咄嗟にバンギラスとスピアーの間に入り、両手を広げて立ちふさがる。驚くライの声の方を向くと、どくばりを躱しながらこちらを心配そうに見ている。

 

(・・・ごめん、ライ・・・!)

 

バカなことをしている、と自分を嗤いながら目を瞑る。

 

「・・・っ!」

 

「スピァ!?」

 

「・・・え?」

 

しかし、どくばりは刺さってこず、スピアーの悲鳴が聞こえる。そっと目を開くと、俺の後ろから腕が伸び、スピアーを鷲掴みにしていた。

 

「・・・バンギラス?」

 

「・・・」

 

俺の呼びかけには答えず、スピアーをライが足止めしている群れに向かってぶん投げるバンギラス。突如飛んできた仲間にぶち当たり混乱するスピアー達。と、ゆっくりと起き上がったバンギラスは、怒りの形相で口を開くと、はかいこうせんを放つ。

 

「グ、ガァァァァァァ!!!」

 

咄嗟に群れからライが離れると同時に、スピアーの群れに直撃したはかいこうせん。文字通り蜂の巣をつついたような騒ぎが起こるスピアー達。結局、群れはどこかへと撤退していった。

 

「・・・!そうだ、バンギラス!大丈夫か!?」

 

その一部始終を呆けて見守っていた俺だったが、慌ててバンギラスに駆け寄る。

 

「・・・」

 

しかしバンギラスは俺をそっと押しのけたちあがる。こちらを見る目には、もう怒りも敵意もなかった。
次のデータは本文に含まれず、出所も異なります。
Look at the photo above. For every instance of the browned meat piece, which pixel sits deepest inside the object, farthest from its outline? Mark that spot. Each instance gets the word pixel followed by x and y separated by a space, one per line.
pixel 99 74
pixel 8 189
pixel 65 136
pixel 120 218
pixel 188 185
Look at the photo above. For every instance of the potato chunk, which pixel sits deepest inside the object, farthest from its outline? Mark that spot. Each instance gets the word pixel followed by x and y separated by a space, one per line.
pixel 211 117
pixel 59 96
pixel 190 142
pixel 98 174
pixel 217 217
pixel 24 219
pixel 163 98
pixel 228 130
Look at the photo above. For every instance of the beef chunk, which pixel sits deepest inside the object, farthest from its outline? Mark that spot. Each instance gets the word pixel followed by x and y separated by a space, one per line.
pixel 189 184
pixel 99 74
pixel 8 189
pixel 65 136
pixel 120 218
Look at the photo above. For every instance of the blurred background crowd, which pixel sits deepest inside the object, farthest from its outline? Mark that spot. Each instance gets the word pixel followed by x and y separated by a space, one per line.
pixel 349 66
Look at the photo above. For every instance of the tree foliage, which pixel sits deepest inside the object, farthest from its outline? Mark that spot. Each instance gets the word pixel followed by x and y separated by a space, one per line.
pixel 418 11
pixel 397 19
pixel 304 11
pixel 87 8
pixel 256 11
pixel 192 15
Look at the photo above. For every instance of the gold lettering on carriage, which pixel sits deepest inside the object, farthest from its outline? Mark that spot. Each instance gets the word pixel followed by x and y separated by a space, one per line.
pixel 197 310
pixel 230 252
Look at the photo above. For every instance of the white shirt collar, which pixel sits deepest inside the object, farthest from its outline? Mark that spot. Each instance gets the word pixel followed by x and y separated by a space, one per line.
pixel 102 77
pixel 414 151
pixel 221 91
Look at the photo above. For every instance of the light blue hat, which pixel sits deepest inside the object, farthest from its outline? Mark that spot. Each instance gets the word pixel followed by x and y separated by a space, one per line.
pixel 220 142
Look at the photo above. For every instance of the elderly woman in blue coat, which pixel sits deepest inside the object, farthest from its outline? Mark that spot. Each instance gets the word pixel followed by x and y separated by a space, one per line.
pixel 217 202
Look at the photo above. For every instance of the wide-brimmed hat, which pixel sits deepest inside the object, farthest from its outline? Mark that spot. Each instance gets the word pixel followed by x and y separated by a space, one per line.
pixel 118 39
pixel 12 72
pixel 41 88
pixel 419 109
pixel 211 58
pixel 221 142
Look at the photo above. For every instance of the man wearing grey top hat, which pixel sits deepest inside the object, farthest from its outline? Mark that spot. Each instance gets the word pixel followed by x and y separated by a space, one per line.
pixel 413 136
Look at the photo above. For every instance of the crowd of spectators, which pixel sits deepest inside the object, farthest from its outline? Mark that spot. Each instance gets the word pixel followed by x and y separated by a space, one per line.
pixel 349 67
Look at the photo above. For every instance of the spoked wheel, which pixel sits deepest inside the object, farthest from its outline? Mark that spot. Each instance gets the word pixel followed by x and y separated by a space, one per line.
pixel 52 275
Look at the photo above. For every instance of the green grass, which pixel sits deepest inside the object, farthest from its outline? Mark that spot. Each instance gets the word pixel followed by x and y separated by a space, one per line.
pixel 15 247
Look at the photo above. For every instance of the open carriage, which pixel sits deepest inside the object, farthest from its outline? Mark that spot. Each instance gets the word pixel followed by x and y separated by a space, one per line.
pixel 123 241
問題ない、というかのような仏頂面のバンギラスに、少しだけ苦笑してライを抱き上げる。

 

「一緒に来ないか?」

 

「・・・!?」

 

俺の言葉に驚いたような顔をするバンギラス。次いで躊躇うようにそわそわしていると、俺の腕の中にいるライが話しかける。

 

「ライ!」

 

「・・・グル」

 

「ライライライ!」

 

「・・・」

 

なにやらよく分からなないライとバンギラスの会話はしばらく続き、その後バンギラスの方が諦めたようなため息をつく。

 

「・・・?うわ!」

 

首を傾げていると、おもむろにバンギラスが俺を担ぐと、やまのふもとへ向けて歩き出す。

 

「・・・ひょっとして、承諾ってことか?」

 

「・・・」

 

好きに受け取れ、という風に仏頂面を崩さないバンギラスだが、後ろでバチンバチンと尻尾が揺れていた。

 

「ははっ!よろしくな!バンギラス!」

 

「ライ!」

 

素直じゃねぇな、と思いつつ新しい家族に挨拶する俺とライ。そんな俺たちを担いだままふん、と鼻息で返事するバンギラスの尻尾は、やはり上機嫌にブンブン振られているのだった。

 

 

 

 

「あ、でもおじいちゃんにはちゃんと謝ってもらうからな」

 

「・・・グルゥ・・・」

 

 

 

 

ーーーーーーーーーーーーーーーーーーーーーー

 

「おーい、〇〇!ちょっとこっち来んか!」

 

「あいよー・・・」

 

とある海域、漁師が網の引き揚げをしている時のこと。〇〇こと『釣り師ニキ』は自身の祖父に言われ、漁の手伝いにきていた。

 

「ったく、こっちはまだレポートも課題もあるってのに・・・」

 

ぶつくさ文句を言いつつ、これ以上何か言われる前に、と急いで祖父の元へ行く。

 

「で、どうしたの?」

 

「見たこともないハリセンボンが網にかかっとるんじゃ!ほれ!」

 

祖父の指差す先を見ると、ハリセンボンがかかっていた。しかし、たしかにそこにいたハリセンボンは、見たことのない種類であった。

 

「まじで分かんねーな。これ最近よく聞く新種じゃね?」

 

そう言って作業に戻ろうとするが、祖父がまたしても声を上げる。

 

「待て!!なんじゃぁ、あれは!?」

 

またかよ、と思いつつ祖父の見ている方を向いた〇〇は、言葉を失った。

 

「・・・は?」

 

漁船のすぐ近く、海面から何かが頭を出している。鯨か、とも思われたがそれよりさらに「青い」その何かは潜ったかと思うと、一瞬の間をおいて海中から飛び上がる。

 

「うわぁぁぁぁ!?」

 

「落ち着け!船を安定させるんじゃ!」

 

同じ船に乗っていた他の漁師達が慌てる中、その超巨大な何かは、漁船の上を軽々と超え海の中へと入っていく。

 

「うお!波が!?」

 

「生簀を閉めろ!さっさと逃げるんじゃ!〇〇!はよう動け!」

 

祖父が叫ぶが、〇〇はぼうっと海を見続ける。

 

「・・・目が、あった・・・」

 

その何かが飛び上がり、ひねりを加えて飛び上がり漁船の真上に来た時。〇〇はたしかにその生き物と目があったのを感じた。深く青い海の底を見ているかのような気分になり、またその異様に見とれていた。

祖父の指示が響く中、〇〇はその何かが海の底へと帰っていくのをずっと見ていたのだった。